有没有办法在 beam 中实现相同的 udf?
我尝试使用 MapElement 方法但出现错误,似乎输出行需要与输入行相同的架构,示例:
import org.apache.beam.runners.direct.DirectOptions;
import org.apache.beam.sdk.Pipeline;
import org.apache.beam.sdk.extensions.sql.SqlTransform;
import org.apache.beam.sdk.options.PipelineOptionsFactory;
import org.apache.beam.sdk.schemas.Schema;
import org.apache.beam.sdk.transforms.*;
import org.apache.beam.sdk.values.PBegin;
import org.apache.beam.sdk.values.PCollection;
import org.apache.beam.sdk.values.Row;
public class BeamMain2 {
public static void main(String[] args) {
DirectOptions options = PipelineOptionsFactory.fromArgs(args).withValidation()
.as(DirectOptions.class);
Pipeline p = Pipeline.create(options);
// Define the schema for the records.
Schema appSchema = Schema.builder().addStringField("string1").addInt32Field("int1").build();
Row row1 = Row.withSchema(appSchema).addValues("aaa,bbb", 1).build();
Row row2 = Row.withSchema(appSchema).addValues("ccc,ddd", 2).build();
Row row3 = Row.withSchema(appSchema).addValues("ddd,eee", 3).build();
PCollection<Row> inputTable =
PBegin.in(p).apply(Create.of(row1, row2, row3).withRowSchema(appSchema));
Schema newSchema =
Schema.builder()
.addNullableField("string2", Schema.FieldType.STRING)
.addInt32Field("int1")
.addNullableField("string3", Schema.FieldType.STRING)
.build();
PCollection<Row> outputStream = inputTable.apply(
SqlTransform.query(
"SELECT * "
+ "FROM PCOLLECTION where int1 > 1"))
.apply(MapElements.via(
new SimpleFunction<Row, Row>() {
@Override
public Row apply(Row line) {
return Row.withSchema(newSchema).addValues("a", 1, "b").build();
}
}));
p.run().waitUntilFinish();
}
}
参考:https://beam.apache.org/documentation/dsls/sql/overview/
您可以使用转换中的发射 'Row' 元素,稍后可以将其用作 table
管道看起来像
架构
Schema schema =
Schema.of(Schema.Field.of("f0", FieldType.INT64), Schema.Field.of("f1", FieldType.INT64));
变换
private static MapElements<Row, Row> rowsToStrings() {
return MapElements.into(TypeDescriptor.of(Row.class))
.via(
row -> Row.withSchema(schema).addValue(1L).addValue(2L).build(););
}
管道:
pipeline
.apply(
"SQL Query 1",
SqlTransform.query(<Query string 1>))
.apply("Transform column", rowsToStrings())
.apply(
"SQL Query 2",
SqlTransform.query(<Query string 2>))
如何实现一个beam sql udf函数将一列拆分为多列? 我已经在 bigquery udf 函数中实现了这个:
CREATE TEMP FUNCTION parseDescription(description STRING)

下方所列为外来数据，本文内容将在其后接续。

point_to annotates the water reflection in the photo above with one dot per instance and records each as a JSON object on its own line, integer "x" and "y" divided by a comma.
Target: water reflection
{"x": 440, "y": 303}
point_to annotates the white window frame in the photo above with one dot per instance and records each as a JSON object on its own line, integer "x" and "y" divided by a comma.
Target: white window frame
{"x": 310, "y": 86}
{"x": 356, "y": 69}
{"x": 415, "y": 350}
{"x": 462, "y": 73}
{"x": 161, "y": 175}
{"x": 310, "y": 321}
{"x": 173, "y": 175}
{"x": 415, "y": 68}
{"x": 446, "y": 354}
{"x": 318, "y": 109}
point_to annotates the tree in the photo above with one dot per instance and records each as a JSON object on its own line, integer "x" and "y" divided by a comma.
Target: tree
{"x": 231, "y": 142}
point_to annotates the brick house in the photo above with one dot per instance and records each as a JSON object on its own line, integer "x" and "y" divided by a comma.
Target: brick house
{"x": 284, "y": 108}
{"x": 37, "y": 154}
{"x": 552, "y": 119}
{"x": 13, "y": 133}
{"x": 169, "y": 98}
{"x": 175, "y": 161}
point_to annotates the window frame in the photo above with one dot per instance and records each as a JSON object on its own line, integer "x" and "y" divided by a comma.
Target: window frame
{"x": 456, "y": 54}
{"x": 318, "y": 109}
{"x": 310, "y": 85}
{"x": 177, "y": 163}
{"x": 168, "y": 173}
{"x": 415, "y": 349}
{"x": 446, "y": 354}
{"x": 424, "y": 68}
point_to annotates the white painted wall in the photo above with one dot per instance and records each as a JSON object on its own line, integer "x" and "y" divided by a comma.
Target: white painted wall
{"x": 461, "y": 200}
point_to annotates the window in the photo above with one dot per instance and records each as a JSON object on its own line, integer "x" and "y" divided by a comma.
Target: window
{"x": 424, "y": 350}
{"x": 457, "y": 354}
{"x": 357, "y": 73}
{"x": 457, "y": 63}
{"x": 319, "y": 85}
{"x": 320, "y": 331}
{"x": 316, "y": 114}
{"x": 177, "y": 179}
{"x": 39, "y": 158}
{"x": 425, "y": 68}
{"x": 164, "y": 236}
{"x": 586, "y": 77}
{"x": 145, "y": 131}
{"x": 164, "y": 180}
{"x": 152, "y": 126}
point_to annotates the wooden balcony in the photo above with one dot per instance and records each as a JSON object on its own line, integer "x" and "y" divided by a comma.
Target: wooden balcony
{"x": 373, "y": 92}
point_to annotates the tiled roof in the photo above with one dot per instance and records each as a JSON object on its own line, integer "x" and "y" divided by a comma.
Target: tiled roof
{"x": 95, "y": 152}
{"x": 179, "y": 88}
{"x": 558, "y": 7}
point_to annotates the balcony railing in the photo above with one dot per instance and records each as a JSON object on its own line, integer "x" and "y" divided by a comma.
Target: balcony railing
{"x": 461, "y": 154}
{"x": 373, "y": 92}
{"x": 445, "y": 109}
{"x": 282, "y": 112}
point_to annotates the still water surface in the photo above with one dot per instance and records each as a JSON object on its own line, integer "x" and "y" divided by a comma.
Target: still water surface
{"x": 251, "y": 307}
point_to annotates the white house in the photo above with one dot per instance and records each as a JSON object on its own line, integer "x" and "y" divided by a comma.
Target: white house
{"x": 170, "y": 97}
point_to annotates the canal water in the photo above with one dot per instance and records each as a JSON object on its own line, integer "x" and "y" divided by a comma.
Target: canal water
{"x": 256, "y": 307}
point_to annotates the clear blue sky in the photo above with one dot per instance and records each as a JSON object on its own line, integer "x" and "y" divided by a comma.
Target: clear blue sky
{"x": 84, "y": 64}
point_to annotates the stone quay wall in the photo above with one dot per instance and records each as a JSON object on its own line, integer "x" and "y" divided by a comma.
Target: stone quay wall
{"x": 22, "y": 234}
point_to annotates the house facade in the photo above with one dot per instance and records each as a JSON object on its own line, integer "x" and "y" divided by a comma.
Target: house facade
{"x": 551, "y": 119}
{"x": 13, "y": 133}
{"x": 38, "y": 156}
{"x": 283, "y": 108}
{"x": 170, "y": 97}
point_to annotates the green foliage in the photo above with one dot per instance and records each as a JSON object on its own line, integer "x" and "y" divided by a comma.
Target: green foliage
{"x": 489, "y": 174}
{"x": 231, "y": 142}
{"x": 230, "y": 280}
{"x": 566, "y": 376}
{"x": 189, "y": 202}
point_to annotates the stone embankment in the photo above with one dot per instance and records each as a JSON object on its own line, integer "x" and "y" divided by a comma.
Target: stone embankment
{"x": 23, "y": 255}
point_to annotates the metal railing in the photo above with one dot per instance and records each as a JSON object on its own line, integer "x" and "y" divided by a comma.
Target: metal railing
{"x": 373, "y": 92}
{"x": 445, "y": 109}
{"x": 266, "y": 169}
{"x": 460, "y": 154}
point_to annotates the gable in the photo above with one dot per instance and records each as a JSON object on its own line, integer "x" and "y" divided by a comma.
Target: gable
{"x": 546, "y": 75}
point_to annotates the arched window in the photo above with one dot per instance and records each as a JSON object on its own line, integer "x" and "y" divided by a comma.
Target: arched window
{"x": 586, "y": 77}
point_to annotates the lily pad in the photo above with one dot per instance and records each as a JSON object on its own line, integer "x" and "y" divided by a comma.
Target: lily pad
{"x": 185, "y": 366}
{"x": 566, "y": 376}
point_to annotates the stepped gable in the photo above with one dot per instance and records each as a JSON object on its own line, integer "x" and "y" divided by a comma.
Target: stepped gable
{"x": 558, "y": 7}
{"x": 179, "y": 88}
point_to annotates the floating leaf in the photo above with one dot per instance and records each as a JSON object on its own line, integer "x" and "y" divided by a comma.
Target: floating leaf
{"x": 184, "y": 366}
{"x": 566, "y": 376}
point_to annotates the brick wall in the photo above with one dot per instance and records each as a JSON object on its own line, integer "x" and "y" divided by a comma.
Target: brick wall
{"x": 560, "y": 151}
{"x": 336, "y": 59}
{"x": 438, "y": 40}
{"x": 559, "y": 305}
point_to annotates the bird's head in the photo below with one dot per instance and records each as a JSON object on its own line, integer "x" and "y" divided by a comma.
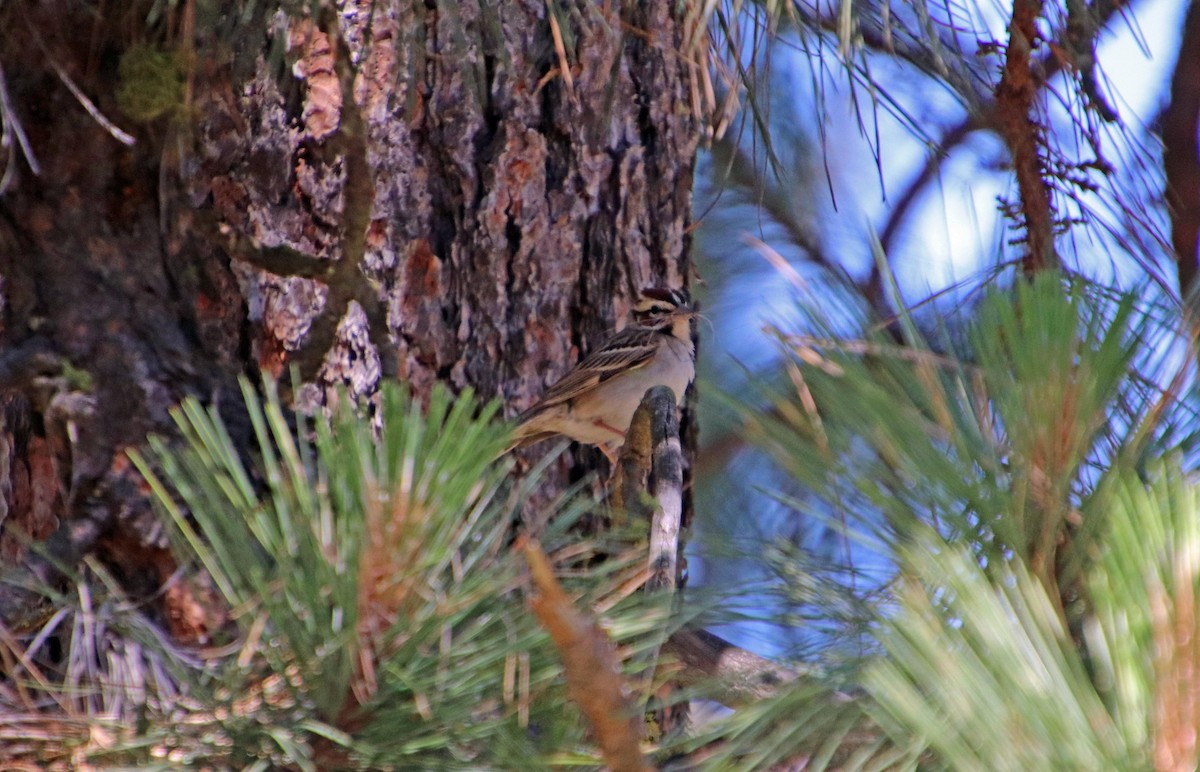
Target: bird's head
{"x": 659, "y": 305}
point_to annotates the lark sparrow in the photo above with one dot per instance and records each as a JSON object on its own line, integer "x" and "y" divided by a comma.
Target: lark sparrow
{"x": 594, "y": 402}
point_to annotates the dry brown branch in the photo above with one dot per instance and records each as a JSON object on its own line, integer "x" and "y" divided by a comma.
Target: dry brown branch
{"x": 1181, "y": 153}
{"x": 1018, "y": 126}
{"x": 589, "y": 662}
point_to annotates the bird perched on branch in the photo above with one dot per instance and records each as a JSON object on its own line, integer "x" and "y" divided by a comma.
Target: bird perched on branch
{"x": 594, "y": 402}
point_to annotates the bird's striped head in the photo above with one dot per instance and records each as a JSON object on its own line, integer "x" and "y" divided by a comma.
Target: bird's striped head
{"x": 660, "y": 304}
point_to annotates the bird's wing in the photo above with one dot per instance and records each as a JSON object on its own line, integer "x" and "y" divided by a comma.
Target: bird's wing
{"x": 628, "y": 349}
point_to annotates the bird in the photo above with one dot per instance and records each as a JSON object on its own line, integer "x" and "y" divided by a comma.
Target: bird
{"x": 594, "y": 402}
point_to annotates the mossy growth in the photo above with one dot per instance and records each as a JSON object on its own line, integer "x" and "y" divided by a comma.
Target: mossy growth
{"x": 151, "y": 83}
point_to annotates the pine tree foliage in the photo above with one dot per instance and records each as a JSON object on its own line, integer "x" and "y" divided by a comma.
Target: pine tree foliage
{"x": 1041, "y": 609}
{"x": 377, "y": 600}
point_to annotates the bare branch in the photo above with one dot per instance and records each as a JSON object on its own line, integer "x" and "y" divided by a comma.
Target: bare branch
{"x": 1181, "y": 153}
{"x": 1018, "y": 126}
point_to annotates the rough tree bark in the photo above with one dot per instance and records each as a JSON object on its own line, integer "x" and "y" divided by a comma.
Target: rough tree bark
{"x": 527, "y": 179}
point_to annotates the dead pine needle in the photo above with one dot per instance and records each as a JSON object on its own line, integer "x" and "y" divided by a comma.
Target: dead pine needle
{"x": 589, "y": 662}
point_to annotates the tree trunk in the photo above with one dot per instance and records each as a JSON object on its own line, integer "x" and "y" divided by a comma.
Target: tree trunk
{"x": 477, "y": 214}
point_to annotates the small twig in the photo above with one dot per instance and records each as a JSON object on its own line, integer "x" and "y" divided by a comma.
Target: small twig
{"x": 11, "y": 130}
{"x": 123, "y": 137}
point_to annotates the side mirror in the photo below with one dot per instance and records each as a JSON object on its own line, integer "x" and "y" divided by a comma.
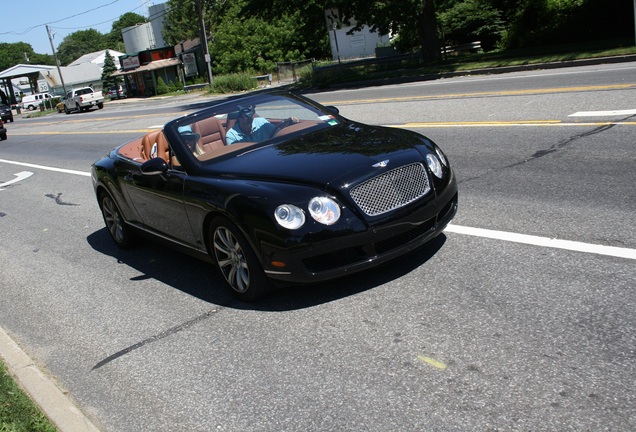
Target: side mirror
{"x": 154, "y": 166}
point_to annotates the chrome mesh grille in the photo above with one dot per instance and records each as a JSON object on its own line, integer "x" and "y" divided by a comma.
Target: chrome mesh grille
{"x": 391, "y": 190}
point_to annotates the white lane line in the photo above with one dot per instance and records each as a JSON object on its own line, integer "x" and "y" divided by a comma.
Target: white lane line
{"x": 603, "y": 113}
{"x": 476, "y": 232}
{"x": 544, "y": 241}
{"x": 62, "y": 170}
{"x": 19, "y": 176}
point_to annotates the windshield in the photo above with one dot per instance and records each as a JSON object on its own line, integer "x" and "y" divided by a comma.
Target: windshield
{"x": 248, "y": 122}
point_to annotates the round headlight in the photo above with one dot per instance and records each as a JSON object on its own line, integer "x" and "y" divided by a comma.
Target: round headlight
{"x": 289, "y": 216}
{"x": 434, "y": 165}
{"x": 324, "y": 210}
{"x": 441, "y": 156}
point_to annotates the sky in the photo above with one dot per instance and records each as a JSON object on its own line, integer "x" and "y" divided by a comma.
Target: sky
{"x": 25, "y": 20}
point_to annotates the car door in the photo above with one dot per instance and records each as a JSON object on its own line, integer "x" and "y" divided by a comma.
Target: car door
{"x": 158, "y": 199}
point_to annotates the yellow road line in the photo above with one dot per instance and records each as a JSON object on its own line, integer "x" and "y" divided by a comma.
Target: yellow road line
{"x": 100, "y": 132}
{"x": 534, "y": 123}
{"x": 488, "y": 93}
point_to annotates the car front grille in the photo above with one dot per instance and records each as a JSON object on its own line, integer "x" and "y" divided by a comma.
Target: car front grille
{"x": 391, "y": 190}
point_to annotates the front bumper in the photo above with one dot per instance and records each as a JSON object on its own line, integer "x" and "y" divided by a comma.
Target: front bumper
{"x": 354, "y": 252}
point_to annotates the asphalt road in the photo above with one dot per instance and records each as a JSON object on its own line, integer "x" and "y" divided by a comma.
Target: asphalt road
{"x": 520, "y": 317}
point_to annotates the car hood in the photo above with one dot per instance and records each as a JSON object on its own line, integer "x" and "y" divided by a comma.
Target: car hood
{"x": 341, "y": 155}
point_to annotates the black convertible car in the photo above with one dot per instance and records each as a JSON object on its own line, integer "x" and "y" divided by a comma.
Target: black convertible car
{"x": 275, "y": 187}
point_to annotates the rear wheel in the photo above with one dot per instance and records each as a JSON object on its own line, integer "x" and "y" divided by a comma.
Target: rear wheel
{"x": 236, "y": 260}
{"x": 119, "y": 231}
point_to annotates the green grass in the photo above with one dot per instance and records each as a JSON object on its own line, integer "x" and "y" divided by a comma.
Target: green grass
{"x": 406, "y": 68}
{"x": 17, "y": 412}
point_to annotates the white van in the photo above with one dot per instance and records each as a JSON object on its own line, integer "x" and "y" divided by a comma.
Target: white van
{"x": 31, "y": 102}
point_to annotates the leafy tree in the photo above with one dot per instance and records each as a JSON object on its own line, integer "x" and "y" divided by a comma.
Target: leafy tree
{"x": 252, "y": 44}
{"x": 109, "y": 67}
{"x": 414, "y": 21}
{"x": 115, "y": 39}
{"x": 471, "y": 20}
{"x": 244, "y": 39}
{"x": 182, "y": 20}
{"x": 552, "y": 22}
{"x": 79, "y": 43}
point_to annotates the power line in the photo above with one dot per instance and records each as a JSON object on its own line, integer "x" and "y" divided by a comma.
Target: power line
{"x": 29, "y": 29}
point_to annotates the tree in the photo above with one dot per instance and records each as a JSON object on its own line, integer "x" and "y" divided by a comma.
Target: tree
{"x": 109, "y": 81}
{"x": 413, "y": 21}
{"x": 471, "y": 20}
{"x": 242, "y": 39}
{"x": 79, "y": 43}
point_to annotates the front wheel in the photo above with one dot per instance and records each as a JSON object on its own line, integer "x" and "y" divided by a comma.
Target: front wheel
{"x": 237, "y": 262}
{"x": 119, "y": 231}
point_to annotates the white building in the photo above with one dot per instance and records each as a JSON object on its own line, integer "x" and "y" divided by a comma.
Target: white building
{"x": 360, "y": 44}
{"x": 98, "y": 58}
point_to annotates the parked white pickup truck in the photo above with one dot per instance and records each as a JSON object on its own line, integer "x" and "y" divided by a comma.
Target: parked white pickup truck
{"x": 83, "y": 99}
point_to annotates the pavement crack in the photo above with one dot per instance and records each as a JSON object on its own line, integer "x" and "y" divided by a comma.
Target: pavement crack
{"x": 155, "y": 338}
{"x": 58, "y": 199}
{"x": 562, "y": 144}
{"x": 541, "y": 153}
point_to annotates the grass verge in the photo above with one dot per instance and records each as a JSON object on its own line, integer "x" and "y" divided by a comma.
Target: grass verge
{"x": 17, "y": 412}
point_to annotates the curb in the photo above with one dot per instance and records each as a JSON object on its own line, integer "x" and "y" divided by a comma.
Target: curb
{"x": 54, "y": 402}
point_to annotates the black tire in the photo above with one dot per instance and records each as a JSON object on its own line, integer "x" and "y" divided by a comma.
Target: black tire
{"x": 237, "y": 261}
{"x": 119, "y": 231}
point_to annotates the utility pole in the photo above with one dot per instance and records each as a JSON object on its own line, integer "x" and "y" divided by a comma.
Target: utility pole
{"x": 57, "y": 62}
{"x": 203, "y": 40}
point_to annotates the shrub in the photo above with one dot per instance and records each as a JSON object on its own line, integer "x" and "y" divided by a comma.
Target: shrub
{"x": 162, "y": 87}
{"x": 233, "y": 83}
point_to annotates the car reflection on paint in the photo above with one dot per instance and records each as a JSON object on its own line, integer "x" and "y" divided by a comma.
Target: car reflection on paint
{"x": 3, "y": 131}
{"x": 277, "y": 188}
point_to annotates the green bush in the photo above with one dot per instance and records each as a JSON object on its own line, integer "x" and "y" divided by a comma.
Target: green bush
{"x": 162, "y": 87}
{"x": 233, "y": 83}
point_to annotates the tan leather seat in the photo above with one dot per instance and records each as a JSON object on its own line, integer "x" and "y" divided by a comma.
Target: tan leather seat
{"x": 212, "y": 133}
{"x": 154, "y": 144}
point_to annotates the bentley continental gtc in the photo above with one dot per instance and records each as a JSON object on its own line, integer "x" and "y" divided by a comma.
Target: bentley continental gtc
{"x": 277, "y": 189}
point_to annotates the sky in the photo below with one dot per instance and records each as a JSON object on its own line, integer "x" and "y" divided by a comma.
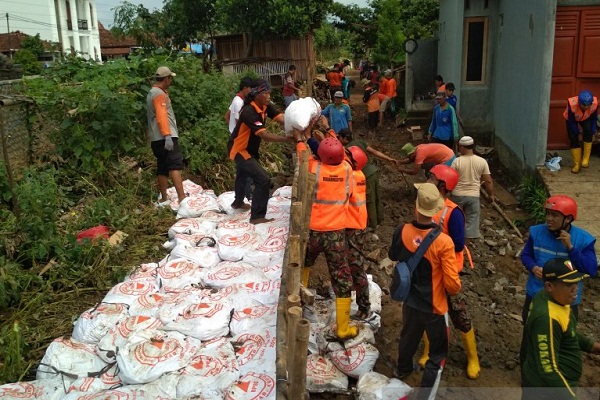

RETURNS STRUCT<msg STRING, ip STRING, source_region STRING, user_name STRING>
LANGUAGE js AS """
var arr = description.substring(0, description.length - 1).split(",");
var firstIndex = arr[0].indexOf(".");
this.msg = arr[0].substring(0, firstIndex);
this.ip = arr[0].substring(firstIndex + 2).split(": ")[1];
this.source_region = arr[1].split(": ")[1];
this.user_name = arr[2].split(": ")[1];
return this;
""";
INSERT INTO `table1` (parseDescription(event_description).* FROM `table2`;
beam sqludf函数是否也支持这种操作? 我试图 return beam udf 函数中的一个对象,但 beam sql 似乎不支持 object.* 语法。我也尝试 return 一个地图或一个数组,但仍然出错。 有没有办法在 beam 中实现相同的 udf?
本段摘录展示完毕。